On the morning of March 30, the plaintiffs and their legal team enter the Okinawa branch of the Naha District Court carrying cardboard boxes containing the complaint documents for the 2nd Futenma Aviation Noise Lawsuit.


March 31, 2012 Ryukyu Shimpo

On March 30, 3129 people living around U.S. Marine Corps Air Station Futenma, including the residents of Ginowan, Urasoe and Kitanakagusuku, filed a law suit with the Okinawa Branch of Naha District Court seeking to halt the noise from the base during the early morning and evening and seeking compensation for damage caused by noise pollution. This is the second time that local people have taken legal action over aircraft noise from Futenma Air Station. The number of plaintiffs for the second suit is about eight times greater than the 404 plaintiffs in the first lawsuit in 2002. This is the largest number of plaintiffs in a single lawsuit since the file lodged against Kadena Air Base in which local residents took legal action in an attempt to return the quieter days of the past.

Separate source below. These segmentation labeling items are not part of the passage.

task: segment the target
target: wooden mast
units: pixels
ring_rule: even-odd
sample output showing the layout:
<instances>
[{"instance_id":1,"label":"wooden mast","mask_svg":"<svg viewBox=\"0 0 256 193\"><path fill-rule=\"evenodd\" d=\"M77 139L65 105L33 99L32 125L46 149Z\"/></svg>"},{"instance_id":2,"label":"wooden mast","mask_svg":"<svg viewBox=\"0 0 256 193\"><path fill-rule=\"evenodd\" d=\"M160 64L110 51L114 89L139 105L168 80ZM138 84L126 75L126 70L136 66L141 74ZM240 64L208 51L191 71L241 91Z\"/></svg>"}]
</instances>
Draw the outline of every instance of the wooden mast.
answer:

In the complaint, the plaintiffs seek to halt noise over 40 decibels at night in the local residential area around the base from 7:00pm to 7:00am and over 65 decibels during the day from 7:00am to 7:00pm. The people demand a total of approximately 5.1 billion yen in compensation, including 34500 yen per month and future claims for the next year.

The residents seek to halt the noise from the base during the evening and also during the day, which effectively means demanding a ban on the flight activities in and out of Futenma Air Station. The lawsuit seeking to stop the flight activities of the U.S. military in Japan has been dismissed on the grounds that the Japanese government has no authority to halt them or that they have no authority over a third party. The plaintiffs and their legal team insist that their rights are constitutionally-guaranteed, and state that the Japanese government should be obliged to stop the flight operations because it has provided the facilities to the U.S. military.

At the first lawsuit, residents filed against the Japanese government and the base commander, seeking to stop noise from the base and its flight activities. In 2010, the Naha Branch of the Fukuoka High Court ordered the government to pay compensation for illegal noise damage to the plaintiffs, but it dismissed their demand to stop the flight activities based on the third party theory.

Outline of the plaintiff’s legal claims in the 2nd Futenma Aviation Noise Lawsuit:

(a) The government should not permit noise pollution from the U.S. Marine Corps Air Station Futenma in excess of 40 db in residential areas from 7:00pm to 7:00am.

(b) The government should not permit noise pollution in residential areas in excess of 65 db from the flight operations of USMCAS Futenma from 7:00am to 7:00pm.

(c) The government should pay compensation for delayed damages of 898112 yen to a plaintiff participating in the first and second lawsuits, and 1242000 yen to a plaintiff of the second lawsuit.

(d) The government should pay compensation of 34500 yen per month per person for one year from the end of the oral argument of this case.